The other issue is that the normal approximation might not hold. For example, if species are being pulled back towards some fixed value, the net displacement is not a simple sum of the displacements: we keep getting pulled back, in effect eroding the influence of movements the deeper they are in the past: thus the utility of Ornstein-Uhlenbeck models. There may also be a set of displacements that all come from one model, then a later set of displacements that all come from some different model: we could better model evolution, especially correlation between species, by using these two (or more) models rather than assume the same normal distribution throughout time: thus the utility of approaches that allow different parameters or even different models on different parts of the tree.

9.3 Correlation

For this week, bring your data and a tree for those taxa. Fork https://github.com/PhyloMeth/Correlation and then add scripts there. When you’re done, do a pull request. Note if you add data to that directory and commit it, it’ll be uploaded to public GitHub. Probably not a big deal, unless you want to keep your data secret and safe (Lord of The Rings reference; c.f. phangorn package).

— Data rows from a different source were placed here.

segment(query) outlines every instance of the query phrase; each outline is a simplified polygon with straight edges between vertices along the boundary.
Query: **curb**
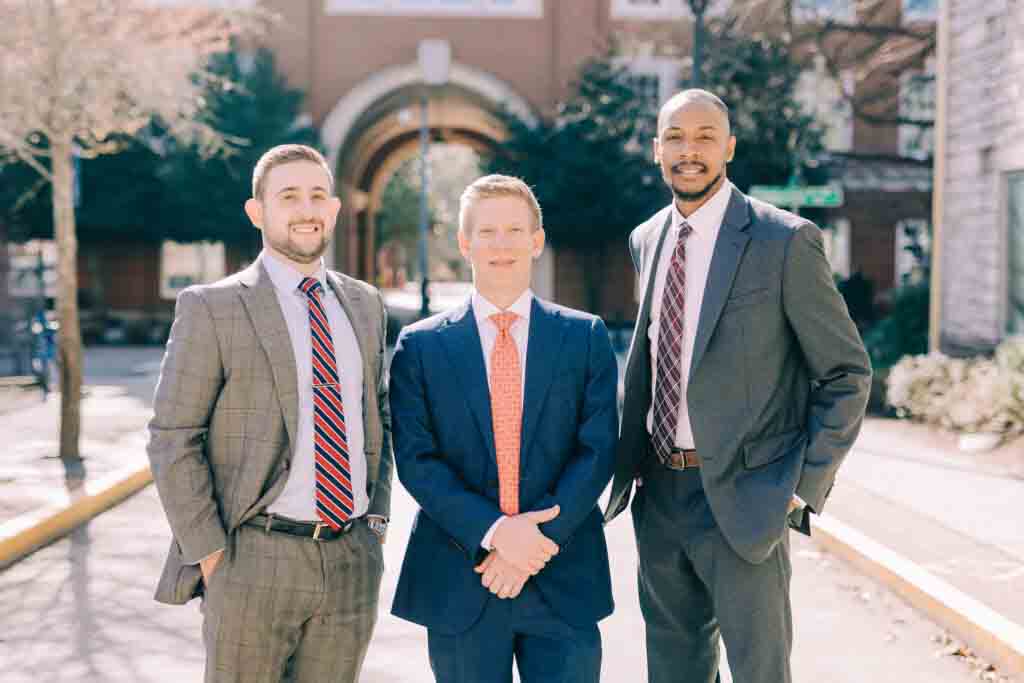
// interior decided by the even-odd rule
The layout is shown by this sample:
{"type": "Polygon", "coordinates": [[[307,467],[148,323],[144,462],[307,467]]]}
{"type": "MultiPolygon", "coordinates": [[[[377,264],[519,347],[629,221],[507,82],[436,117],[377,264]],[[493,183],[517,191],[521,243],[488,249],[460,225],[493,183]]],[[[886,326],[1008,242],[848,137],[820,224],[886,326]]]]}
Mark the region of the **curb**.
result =
{"type": "Polygon", "coordinates": [[[818,545],[885,584],[1002,673],[1024,674],[1024,626],[830,515],[815,520],[813,533],[818,545]]]}
{"type": "Polygon", "coordinates": [[[67,535],[75,527],[138,493],[153,481],[149,465],[87,481],[68,499],[0,524],[0,569],[67,535]]]}

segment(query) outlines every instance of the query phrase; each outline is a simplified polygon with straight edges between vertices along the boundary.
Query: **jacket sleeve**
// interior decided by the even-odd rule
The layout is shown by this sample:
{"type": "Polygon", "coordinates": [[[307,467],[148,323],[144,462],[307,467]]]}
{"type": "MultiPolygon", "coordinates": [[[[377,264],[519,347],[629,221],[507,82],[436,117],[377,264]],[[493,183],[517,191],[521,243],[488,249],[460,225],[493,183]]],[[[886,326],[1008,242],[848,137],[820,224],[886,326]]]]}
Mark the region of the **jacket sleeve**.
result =
{"type": "Polygon", "coordinates": [[[391,415],[395,466],[402,485],[423,512],[470,559],[501,517],[497,502],[472,490],[440,451],[427,400],[421,335],[403,330],[391,360],[391,415]]]}
{"type": "Polygon", "coordinates": [[[390,518],[391,515],[391,473],[395,458],[391,441],[391,403],[388,400],[388,366],[387,366],[387,308],[384,297],[377,292],[380,302],[380,349],[377,354],[377,409],[381,421],[380,470],[377,473],[377,484],[373,491],[373,500],[367,514],[390,518]]]}
{"type": "Polygon", "coordinates": [[[146,452],[182,560],[225,547],[206,458],[210,415],[224,386],[213,315],[200,290],[179,297],[153,399],[146,452]]]}
{"type": "Polygon", "coordinates": [[[836,289],[821,236],[811,223],[790,239],[783,306],[811,375],[808,445],[796,494],[820,513],[853,446],[871,390],[871,362],[836,289]]]}

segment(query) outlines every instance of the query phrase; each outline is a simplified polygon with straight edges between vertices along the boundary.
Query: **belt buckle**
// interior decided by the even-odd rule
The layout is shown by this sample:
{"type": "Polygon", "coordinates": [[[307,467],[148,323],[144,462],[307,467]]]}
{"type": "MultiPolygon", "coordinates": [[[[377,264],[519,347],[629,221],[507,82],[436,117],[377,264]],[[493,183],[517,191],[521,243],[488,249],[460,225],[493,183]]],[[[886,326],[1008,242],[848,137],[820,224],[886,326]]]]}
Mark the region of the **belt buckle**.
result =
{"type": "Polygon", "coordinates": [[[313,540],[314,541],[319,541],[320,540],[320,530],[323,529],[325,526],[327,526],[326,522],[317,522],[313,526],[313,540]]]}

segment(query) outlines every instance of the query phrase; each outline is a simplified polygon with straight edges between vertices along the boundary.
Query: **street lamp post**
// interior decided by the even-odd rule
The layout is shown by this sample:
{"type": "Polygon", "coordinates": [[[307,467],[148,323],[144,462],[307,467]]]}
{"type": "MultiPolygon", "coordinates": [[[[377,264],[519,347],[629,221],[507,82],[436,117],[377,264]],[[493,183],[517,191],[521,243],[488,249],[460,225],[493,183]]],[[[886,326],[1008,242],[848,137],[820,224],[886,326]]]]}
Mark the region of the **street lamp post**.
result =
{"type": "Polygon", "coordinates": [[[448,82],[451,66],[451,44],[447,40],[422,40],[418,49],[420,71],[423,75],[423,89],[420,100],[420,317],[430,315],[430,266],[428,244],[430,239],[430,172],[427,153],[430,151],[430,121],[427,107],[430,104],[430,86],[448,82]]]}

Do independent contrasts using pic() in ape. Remember to 1) positivize the contrasts (this is not the same as doing abs()). From the Garland et al. paper, think about ways to see if there are any problems. How do contrasts affect the correlations?

Do Pagel94 There are at least three ways to do this in R: in the phytools, diversitree, and corHMM packages. With phytools, it’s pretty simple: use the fitPagel() function. With the others, you have to specify the constraint matrices (this allows you to do Pagel-style tests but on a wider range of models). Think about what you should assume at the root state: canonical Pagel94 assumes equal probabilities of each state at the root, but that might be a bad assumption for your taxa.

Use another correlation method Perhaps phyloGLM? Use the phylolm package, or some other approach to look at correlations.